Merkle trees

Merkle trees are a type of data structure used in computer science and cryptography to efficiently and securely verify the integrity of large sets of data. They are particularly useful in blockchain technology and distributed systems.

What Merkle Trees Do

Merkle trees allow for quick and secure verification of data integrity. They enable a system to verify that a piece of data belongs to a larger dataset without needing to access the entire dataset. This is achieved by using cryptographic hashes to create a tree structure where each leaf node represents a hash of a data block, and each non-leaf node represents a hash of its child nodes.

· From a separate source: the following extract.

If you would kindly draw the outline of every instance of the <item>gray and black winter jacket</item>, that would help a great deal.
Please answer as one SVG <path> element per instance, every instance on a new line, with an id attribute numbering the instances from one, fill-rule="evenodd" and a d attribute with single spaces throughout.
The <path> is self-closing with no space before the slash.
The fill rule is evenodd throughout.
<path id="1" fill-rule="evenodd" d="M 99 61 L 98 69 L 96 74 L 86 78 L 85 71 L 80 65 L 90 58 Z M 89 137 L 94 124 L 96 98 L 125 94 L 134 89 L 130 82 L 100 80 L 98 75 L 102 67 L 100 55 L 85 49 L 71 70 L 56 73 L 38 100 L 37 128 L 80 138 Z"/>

How to Calculate Merkle Trees Using SHA256

Hash the Data Blocks: Start by hashing each individual data block using SHA256. These hashes form the leaf nodes of the Merkle tree.
Pair and Hash: Pair the leaf nodes and hash each pair to form the next level of the tree. If there is an odd number of nodes, the last node is paired with itself.
Repeat: Continue pairing and hashing the resulting nodes until only one node remains. This final node is the root of the Merkle tree, also known as the Merkle root.

Example Calculation

Data Blocks: D1, D2, D3, D4
Leaf Hashes: H1 = SHA256(D1), H2 = SHA256(D2), H3 = SHA256(D3), H4 = SHA256(D4)
First Level: H12 = SHA256(H1 + H2), H34 = SHA256(H3 + H4)
Root: Root = SHA256(H12 + H34)

graph BT
    D1["D1"] --> H1["H1 = SHA256(D1)"]
    D2["D2"] --> H2["H2 = SHA256(D2)"]
    D3["D3"] --> H3["H3 = SHA256(D3)"]
    D4["D4"] --> H4["H4 = SHA256(D4)"]

    H1 --> H12["H12 = SHA256(H1 + H2)"]
    H2 --> H12
    H3 --> H34["H34 = SHA256(H3 + H4)"]
    H4 --> H34

    H12 --> Root["Root = SHA256(H12 + H34)"]
    H34 --> Root

This Merkle root can be used to verify the integrity of the entire dataset efficiently. If any data block is altered, the hash of its corresponding leaf node will change, causing a mismatch in the Merkle root.

Unbalanced Merkle Trees

In some cases, the number of data blocks may not be a power of two, resulting in an unbalanced Merkle tree. In such cases, the last node is duplicated to form a pair with itself during the pairing process. This duplication ensures that the tree remains balanced and the integrity verification process works correctly.

Example of Unbalanced Merkle Tree

Let's consider an example where we have 5 data blocks: D1, D2, D3, D4, and D5. Since 5 is not a power of two, the last node (D5) will be duplicated to form a pair with itself during the pairing process.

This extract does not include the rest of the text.